The easiest way – on a linux-based server – is to use a combination of the find and grep commands. You can search for the string ‘WEBSHOT_ENABLED’ in a simple one-liner:
find /var/www/location/of/wordpress/wp-content -type f -print0 | xargs -0 grep -l "WEBSHOT_ENABLED"
This will give you back the location of any files (recursively, within the wp-content directory – including plugins and themes) which contain the string ‘WEBSHOT_ENABLED’. If you receive results, you should open those files and ensure that it is set to false, i.e.

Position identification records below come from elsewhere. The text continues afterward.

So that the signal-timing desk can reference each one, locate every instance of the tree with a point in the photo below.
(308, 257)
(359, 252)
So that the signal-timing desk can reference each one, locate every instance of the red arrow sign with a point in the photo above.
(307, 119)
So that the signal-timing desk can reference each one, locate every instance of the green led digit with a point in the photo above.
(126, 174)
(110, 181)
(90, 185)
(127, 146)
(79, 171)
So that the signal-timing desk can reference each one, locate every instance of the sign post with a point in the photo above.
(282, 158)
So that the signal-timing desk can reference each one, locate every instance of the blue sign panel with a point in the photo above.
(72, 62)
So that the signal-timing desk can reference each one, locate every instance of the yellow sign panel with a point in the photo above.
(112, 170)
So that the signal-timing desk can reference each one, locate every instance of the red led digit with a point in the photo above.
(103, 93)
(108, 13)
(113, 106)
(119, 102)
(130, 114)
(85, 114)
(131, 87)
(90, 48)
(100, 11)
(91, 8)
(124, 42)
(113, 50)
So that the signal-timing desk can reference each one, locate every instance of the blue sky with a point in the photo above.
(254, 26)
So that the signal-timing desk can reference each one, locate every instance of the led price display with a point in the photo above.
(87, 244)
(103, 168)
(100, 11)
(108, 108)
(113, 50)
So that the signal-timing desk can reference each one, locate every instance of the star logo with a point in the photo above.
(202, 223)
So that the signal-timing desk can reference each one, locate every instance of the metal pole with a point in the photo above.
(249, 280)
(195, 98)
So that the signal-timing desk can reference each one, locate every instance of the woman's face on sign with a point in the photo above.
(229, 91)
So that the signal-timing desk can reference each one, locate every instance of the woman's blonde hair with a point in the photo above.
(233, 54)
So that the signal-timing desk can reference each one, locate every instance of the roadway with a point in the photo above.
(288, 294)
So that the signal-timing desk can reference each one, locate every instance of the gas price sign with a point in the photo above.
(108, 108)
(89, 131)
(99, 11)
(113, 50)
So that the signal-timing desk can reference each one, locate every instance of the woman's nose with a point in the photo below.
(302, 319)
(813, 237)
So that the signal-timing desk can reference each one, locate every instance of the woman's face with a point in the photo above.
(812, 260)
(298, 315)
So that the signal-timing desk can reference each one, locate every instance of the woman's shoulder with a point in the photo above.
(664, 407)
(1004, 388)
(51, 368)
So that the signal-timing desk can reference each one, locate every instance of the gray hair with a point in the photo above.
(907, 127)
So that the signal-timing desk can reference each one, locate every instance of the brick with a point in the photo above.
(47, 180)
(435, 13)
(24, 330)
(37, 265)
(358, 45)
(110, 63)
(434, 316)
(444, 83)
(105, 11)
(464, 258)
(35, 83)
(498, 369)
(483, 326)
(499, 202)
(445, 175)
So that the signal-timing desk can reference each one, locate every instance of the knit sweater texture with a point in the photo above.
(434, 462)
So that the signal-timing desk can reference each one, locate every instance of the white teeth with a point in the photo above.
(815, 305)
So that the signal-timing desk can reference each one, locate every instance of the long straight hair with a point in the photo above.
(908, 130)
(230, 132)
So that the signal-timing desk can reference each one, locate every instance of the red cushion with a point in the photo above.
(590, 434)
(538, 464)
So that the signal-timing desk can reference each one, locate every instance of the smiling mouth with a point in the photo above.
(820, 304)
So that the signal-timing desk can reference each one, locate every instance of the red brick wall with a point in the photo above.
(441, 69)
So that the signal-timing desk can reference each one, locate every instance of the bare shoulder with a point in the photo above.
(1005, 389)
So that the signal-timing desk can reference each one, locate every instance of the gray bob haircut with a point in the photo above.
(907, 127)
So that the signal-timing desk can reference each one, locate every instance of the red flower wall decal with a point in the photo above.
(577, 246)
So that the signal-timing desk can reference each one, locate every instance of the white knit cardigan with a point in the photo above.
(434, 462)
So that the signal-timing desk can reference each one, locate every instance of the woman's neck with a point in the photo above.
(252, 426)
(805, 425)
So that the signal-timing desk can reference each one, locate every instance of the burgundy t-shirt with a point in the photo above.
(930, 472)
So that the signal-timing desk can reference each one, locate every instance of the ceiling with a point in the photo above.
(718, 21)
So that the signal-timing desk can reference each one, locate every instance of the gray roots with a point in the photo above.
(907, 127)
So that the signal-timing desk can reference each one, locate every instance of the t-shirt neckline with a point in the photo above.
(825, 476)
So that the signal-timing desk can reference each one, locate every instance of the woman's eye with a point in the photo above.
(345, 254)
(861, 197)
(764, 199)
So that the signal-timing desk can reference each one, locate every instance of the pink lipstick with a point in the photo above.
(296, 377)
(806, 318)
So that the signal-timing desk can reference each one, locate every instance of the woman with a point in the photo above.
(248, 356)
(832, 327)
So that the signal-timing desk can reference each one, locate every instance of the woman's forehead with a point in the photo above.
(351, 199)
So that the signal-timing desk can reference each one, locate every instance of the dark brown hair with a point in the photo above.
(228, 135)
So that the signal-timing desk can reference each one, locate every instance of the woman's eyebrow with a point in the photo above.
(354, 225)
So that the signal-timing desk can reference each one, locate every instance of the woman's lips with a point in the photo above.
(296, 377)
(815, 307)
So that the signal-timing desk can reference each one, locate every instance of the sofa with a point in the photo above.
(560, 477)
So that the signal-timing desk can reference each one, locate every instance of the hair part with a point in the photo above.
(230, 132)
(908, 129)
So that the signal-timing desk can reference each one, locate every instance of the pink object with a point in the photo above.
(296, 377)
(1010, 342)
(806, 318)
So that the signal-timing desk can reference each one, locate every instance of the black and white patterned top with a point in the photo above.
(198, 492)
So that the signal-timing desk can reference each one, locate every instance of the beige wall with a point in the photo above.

define( 'WEBSHOT_ENABLED', false );
A small rant from a WordPress developer
TimThumb, directly, has nothing to do with WordPress. It is a separate, stand-alone, can-be-used-anywhere PHP script written several years ago by someone for their own use on their own (WordPress) site. That person chose, in the spirit of open-source, to release what-was-to-be-named TimThumb so others could benefit from and improve upon his code. It solved a problem that many developers were having and gained a large audience very quickly. WordPress was already the most popular open-source CMS (as it remains to be) and as such had a huge following within the WordPress community.
The original developer – for whatever reason – could no longer support TimThumb and it was picked up and forked by several others.
Whilst the team behind the WordPress project have provided assistance in fixing vulnerabilities in the past and helped spread warnings to folks who were using outdated, vulnerable code, they really have nothing to do with it. As such, WordPress itself, has nothing to do with it. (As it happens, TimThumb is now practically obsolete within a WordPress environment as WP provides its own internal, native ways of doing what TimThumb can do).
Poorly researched articles by journalists who should know better have proclaimed that ‘yet again WordPress is vulnerable’. Not only is this nonsensical (WordPress, as a code base, hasn’t been hacked for an awfully long time now) and wholly inaccurate (as explained above), it’s nothing more than link bait which belittles and patronises the reader.
Comments like this;
So, there I was yesterday thinking about this one website I’ve been planning for months now on building and again toying with the idea of using WordPress but going back and forth in my mind about it because every so often I see yet another article about WordPress and some kind of security vulnerability and here today is a brand new one! So much for WordPress!
are made by people who have read such poorly researched and written articles. It is not the commenter’s fault that they have this impression, it’s the alarmist headline-writers who are to blame.
If you fit Pirelli tyres on your BMW and Pirelli discover there’s a flaw in their tyre, do you think headlines would be “BMW Cars now deadly to drivers”? Same idea.